The delegation of religious leaders was in the former Soviet state to learn the personal – as well as the official – views of Russian presidential candidates on “religious freedom, freedom of conscience, their attitude toward religious minorities,” said Rabbi Arthur Schneier of New York, the head of the group.

Schneier also is the president of the Appeal of Conscience Foundation, an organization that has sent observers to the Russian elections since the 1993 poll for the Parliament.

A number of populations around the world, including the Jewish community, are keeping a close eye on Sunday’s elections. Anywhere from 600,000 to 2 million Jews live in Russia, and some of the candidates have either expressed anti- Jewish sentiments or have ties to those who have.

The monitoring group did not meet with the rabidly anti-Semitic Vladimir Zhirinovsky.

But one of the contenders with whom the delegation did meet was Communist Gennady Zyuganov, whose policy is militantly anti-Western and who would like to see a crackdown on minority rights and emigration.

Zyuganov told members of the delegation that if he wins, he would guarantee the religious freedom “of all traditional religions on Russian territory,” raising the question of which religions would get that guarantee.

Schneier, however, was confident that it would be impossible even for the Communists to curtail the freedom of religion that now exists in Russia.

Schneier, who is on his 51st working visit to Russia since 1965, said that in recent years, a favorable attitude toward religions has prevailed among the country leadership.

“Moscow city Mayor [Yuriy] Luzhkov helping to build a matzah factory or attending the dedication of a new synagogue – these are examples of politicians’ attitude toward religious communities,” he said.

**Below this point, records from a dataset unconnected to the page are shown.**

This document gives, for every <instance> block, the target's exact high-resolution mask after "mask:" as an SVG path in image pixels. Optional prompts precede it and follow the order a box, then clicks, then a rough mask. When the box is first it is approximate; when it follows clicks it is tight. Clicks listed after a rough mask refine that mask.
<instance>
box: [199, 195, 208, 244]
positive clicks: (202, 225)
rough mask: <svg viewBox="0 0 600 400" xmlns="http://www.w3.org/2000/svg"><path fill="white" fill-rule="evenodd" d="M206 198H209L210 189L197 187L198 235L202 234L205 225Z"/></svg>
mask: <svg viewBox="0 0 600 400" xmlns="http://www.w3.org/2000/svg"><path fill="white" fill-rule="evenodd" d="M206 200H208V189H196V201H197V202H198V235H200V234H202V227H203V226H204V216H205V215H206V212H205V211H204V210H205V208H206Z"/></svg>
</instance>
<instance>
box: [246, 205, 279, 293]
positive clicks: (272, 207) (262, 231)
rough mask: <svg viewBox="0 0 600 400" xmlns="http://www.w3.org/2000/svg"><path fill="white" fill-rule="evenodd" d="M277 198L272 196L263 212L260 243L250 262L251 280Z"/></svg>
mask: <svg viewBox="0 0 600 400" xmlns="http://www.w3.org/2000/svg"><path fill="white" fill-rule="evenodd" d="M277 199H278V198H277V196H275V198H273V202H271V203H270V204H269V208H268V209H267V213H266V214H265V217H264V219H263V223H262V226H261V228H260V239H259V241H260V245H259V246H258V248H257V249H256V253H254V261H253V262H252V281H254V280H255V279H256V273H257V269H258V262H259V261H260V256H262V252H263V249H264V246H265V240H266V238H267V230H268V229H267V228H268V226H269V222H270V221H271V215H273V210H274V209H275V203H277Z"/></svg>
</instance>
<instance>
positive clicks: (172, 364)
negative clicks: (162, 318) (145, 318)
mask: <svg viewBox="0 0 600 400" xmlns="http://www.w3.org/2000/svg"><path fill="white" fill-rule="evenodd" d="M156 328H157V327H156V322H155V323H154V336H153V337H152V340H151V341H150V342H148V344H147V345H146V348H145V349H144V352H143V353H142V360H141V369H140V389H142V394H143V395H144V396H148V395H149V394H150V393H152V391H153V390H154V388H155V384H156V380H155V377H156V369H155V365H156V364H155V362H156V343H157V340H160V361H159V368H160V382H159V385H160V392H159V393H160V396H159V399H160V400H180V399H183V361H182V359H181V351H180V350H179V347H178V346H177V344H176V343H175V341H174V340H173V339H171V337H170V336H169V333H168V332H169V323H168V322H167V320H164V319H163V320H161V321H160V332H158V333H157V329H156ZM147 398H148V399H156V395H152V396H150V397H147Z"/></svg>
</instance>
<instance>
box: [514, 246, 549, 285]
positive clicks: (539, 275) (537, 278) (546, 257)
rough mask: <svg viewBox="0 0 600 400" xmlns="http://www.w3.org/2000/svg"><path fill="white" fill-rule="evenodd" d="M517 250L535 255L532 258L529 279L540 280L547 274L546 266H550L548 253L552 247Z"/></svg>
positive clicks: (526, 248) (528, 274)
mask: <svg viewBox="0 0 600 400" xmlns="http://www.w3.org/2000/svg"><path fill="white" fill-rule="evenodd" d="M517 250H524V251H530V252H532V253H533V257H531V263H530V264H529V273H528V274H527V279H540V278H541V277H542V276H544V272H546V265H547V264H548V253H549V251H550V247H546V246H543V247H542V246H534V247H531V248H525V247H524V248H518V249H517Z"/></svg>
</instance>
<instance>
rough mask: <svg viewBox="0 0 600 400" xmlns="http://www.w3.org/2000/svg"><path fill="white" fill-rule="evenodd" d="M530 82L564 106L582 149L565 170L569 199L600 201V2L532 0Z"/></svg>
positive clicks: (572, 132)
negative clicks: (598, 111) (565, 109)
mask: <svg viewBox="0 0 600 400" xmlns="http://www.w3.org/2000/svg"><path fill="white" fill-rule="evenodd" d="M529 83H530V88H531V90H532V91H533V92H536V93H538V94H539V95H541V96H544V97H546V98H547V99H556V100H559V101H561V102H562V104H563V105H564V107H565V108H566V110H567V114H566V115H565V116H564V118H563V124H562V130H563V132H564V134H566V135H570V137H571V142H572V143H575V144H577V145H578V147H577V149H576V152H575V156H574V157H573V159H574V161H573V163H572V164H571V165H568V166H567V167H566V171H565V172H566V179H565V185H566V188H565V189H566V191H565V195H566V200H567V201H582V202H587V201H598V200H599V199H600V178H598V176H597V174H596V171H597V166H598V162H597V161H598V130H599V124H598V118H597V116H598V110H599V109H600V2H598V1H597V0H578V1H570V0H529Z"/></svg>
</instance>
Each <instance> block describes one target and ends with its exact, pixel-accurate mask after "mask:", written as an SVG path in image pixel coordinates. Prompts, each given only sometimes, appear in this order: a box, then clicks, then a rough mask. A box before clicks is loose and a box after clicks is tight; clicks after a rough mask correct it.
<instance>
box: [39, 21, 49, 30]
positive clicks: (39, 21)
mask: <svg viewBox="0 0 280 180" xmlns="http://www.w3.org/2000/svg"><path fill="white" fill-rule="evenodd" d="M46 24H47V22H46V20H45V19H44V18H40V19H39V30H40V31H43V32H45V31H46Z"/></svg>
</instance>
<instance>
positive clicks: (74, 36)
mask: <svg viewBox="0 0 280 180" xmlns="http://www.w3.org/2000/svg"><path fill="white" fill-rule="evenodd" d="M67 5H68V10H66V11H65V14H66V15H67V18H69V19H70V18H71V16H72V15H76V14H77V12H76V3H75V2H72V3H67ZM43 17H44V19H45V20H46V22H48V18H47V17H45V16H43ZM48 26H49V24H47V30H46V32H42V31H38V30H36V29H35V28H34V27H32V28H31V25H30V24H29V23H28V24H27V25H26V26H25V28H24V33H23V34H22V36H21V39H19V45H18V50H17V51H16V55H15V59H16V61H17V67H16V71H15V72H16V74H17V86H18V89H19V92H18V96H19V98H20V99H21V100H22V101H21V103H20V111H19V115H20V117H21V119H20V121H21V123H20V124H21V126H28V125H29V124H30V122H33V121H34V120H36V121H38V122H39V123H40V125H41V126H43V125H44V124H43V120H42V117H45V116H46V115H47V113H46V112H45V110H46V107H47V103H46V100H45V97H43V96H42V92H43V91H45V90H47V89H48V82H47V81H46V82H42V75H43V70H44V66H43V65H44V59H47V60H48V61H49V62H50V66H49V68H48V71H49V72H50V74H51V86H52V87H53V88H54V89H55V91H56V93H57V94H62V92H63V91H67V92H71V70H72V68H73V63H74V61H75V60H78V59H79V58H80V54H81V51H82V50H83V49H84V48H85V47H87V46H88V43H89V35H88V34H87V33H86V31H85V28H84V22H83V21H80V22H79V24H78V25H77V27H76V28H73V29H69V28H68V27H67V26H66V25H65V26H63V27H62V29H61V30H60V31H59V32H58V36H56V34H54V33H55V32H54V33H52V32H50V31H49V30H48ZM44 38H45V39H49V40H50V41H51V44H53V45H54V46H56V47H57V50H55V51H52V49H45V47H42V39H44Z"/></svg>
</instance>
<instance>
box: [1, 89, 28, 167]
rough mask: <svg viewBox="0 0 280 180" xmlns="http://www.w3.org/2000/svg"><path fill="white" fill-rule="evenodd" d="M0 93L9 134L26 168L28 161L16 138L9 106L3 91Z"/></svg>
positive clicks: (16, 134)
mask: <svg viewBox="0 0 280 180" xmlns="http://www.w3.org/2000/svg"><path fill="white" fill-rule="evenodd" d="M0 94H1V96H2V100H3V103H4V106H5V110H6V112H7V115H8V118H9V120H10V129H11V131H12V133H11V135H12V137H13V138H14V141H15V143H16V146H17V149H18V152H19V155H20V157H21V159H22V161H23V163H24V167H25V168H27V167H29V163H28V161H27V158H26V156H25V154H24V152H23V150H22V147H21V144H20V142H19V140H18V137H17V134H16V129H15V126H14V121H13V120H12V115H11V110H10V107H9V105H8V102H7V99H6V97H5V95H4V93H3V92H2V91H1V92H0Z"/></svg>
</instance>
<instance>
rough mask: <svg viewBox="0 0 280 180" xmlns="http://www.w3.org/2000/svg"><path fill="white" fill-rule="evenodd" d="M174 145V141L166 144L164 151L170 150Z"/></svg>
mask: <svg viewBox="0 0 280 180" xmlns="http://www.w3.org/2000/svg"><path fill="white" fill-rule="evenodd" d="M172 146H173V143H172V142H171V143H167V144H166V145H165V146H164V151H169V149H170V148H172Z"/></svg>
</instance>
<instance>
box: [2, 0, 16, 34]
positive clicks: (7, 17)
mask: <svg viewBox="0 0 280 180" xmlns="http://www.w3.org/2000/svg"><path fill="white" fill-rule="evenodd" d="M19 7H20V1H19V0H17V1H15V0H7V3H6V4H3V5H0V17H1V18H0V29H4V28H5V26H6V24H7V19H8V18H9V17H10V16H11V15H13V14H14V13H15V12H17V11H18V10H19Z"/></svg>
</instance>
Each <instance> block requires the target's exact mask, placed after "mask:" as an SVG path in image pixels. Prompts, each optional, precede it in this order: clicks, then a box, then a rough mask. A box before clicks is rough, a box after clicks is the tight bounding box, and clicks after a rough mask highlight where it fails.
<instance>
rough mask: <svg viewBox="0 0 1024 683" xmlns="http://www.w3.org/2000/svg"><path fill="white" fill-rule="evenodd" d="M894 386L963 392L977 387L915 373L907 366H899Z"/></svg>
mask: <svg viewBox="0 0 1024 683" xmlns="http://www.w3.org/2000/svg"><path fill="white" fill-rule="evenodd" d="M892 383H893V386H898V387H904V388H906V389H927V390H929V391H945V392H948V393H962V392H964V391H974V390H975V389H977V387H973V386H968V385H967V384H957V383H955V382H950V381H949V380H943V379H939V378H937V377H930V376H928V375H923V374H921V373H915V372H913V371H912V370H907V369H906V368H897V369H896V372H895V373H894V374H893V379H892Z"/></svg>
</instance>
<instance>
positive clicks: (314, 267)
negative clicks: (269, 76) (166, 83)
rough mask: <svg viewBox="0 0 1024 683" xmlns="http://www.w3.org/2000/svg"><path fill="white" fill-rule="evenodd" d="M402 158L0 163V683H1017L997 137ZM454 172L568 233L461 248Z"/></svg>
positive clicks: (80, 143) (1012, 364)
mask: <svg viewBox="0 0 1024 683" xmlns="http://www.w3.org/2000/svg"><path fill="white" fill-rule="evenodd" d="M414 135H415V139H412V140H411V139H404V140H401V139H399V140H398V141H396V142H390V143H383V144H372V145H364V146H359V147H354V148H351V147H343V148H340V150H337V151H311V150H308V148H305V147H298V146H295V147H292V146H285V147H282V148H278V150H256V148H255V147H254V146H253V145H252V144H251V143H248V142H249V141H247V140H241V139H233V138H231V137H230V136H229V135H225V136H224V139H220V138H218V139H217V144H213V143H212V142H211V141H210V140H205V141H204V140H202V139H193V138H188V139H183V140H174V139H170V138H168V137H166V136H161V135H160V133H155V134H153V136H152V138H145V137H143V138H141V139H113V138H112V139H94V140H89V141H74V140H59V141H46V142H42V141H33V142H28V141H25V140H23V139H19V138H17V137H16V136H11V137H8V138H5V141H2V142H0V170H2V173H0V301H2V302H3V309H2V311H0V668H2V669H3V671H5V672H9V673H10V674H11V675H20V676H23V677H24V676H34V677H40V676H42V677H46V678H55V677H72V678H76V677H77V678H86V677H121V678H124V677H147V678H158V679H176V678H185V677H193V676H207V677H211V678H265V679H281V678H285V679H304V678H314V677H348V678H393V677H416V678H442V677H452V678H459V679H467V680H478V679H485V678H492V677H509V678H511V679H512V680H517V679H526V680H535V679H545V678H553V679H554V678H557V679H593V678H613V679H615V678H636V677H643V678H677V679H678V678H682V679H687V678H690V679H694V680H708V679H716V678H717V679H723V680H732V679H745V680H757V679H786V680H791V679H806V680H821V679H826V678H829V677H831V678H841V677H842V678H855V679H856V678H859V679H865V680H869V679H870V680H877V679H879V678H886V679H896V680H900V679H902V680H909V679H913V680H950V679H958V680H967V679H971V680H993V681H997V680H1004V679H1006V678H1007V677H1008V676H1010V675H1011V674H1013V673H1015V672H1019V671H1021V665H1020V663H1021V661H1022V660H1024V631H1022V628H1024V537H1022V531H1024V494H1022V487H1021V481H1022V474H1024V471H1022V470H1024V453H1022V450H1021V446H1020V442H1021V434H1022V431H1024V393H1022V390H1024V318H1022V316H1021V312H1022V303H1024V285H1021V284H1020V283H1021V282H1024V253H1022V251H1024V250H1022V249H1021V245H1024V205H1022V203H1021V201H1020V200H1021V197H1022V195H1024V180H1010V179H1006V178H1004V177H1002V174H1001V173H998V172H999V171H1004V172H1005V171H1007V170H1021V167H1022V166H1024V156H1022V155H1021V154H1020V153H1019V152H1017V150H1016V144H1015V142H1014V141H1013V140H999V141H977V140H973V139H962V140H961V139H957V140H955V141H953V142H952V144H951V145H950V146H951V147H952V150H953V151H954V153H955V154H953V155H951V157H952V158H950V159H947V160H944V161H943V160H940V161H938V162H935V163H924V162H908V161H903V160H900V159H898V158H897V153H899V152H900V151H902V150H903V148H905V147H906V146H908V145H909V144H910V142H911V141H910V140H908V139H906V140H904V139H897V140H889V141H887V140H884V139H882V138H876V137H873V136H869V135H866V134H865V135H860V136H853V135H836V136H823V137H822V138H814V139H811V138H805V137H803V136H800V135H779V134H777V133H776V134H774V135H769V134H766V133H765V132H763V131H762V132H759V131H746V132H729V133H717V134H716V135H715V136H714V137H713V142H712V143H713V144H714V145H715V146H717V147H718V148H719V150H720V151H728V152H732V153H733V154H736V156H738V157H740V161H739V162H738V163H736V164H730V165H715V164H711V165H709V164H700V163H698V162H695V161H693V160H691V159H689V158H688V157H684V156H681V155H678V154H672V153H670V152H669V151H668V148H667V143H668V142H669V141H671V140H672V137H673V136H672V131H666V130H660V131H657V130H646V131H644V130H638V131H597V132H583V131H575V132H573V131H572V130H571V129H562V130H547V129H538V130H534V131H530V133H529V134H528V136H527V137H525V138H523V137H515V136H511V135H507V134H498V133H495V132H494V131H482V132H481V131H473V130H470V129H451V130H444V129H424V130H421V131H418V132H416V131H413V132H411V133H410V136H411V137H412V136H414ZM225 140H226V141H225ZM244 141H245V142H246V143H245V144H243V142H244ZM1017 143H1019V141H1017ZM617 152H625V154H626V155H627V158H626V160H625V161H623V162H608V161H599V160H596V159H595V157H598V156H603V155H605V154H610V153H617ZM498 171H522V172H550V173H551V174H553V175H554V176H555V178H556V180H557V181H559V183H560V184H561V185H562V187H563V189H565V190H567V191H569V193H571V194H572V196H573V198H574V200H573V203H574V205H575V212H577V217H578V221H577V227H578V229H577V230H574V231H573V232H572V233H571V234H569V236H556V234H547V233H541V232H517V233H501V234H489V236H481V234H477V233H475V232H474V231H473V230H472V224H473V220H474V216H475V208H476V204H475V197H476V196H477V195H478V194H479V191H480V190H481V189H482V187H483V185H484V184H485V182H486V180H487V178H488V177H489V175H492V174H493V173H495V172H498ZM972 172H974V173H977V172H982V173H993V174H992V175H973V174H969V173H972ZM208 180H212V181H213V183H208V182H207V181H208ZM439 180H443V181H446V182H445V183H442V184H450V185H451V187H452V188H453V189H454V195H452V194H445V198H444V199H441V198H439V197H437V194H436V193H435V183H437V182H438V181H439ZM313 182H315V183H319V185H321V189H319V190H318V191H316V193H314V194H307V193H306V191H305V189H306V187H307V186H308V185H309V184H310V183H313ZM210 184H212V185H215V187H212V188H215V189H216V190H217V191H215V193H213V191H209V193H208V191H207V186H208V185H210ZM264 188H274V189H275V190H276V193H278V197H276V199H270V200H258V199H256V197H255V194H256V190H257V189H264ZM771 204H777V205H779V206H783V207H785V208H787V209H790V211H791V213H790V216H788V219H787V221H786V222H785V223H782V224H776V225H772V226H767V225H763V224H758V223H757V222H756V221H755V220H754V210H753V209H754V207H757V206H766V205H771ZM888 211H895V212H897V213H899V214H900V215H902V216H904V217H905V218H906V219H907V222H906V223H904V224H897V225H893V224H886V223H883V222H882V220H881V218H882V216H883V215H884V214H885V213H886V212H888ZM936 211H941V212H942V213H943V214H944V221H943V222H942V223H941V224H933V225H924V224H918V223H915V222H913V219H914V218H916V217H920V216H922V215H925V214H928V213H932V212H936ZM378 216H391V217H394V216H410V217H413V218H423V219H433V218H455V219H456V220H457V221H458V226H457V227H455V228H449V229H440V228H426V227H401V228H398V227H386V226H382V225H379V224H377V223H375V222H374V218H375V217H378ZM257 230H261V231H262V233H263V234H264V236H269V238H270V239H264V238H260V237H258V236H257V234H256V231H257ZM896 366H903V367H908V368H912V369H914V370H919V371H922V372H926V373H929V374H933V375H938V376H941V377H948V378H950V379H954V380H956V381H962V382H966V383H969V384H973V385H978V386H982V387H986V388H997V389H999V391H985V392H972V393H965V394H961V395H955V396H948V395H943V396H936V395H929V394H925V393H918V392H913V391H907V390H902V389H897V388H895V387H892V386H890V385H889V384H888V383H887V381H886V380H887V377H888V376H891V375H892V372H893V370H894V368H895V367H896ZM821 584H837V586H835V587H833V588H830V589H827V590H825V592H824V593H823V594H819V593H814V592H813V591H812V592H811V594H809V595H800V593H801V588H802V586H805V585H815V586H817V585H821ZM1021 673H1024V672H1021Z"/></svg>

Still, members of the ecumenical delegation admitted that the future status of religious minorities in Russian will depend on the outcome of the election.

The ecumenical group also met with liberal economist Grigoriy Yavlinsky and Georgiy Satarov, the top aide for Russian President Boris Yeltsin, whom polls show as being in the lead.

Russian Jews have expressed fear about the possibility of Communist leader Zyuganov winning the election, even though he continues to trail in the polls.

“The election is propelled by the great sense of nationalism,’ Schneier said, adding that for the Communist Party “the ideology of communism has been replaced with nationalist fervor.”

Addressing the fears expressed by some Russian Jews in recent months, Schneier said: “Heightened nationalism historically represents a certain amount of insecurity for any Jewish community wherever.”

Schneier said all the candidates are courting religious communities, which constitute a significant part of the 100 million-person Russian electorate.

“Every candidate wants God on his side,” the rabbi said.

Other members of the American interfaith delegation included Archbishop Theodore McCarrick of the Roman Catholic Archdiocese of Newark, the Rev. Leonid Kishkovsky, the ecumenical officer of the Russian Orthodox Church in America, Archbishop Khajag Barsamian, primate of the Armenian Church of America, and Robert Barry, former deputy assistant secretary of state.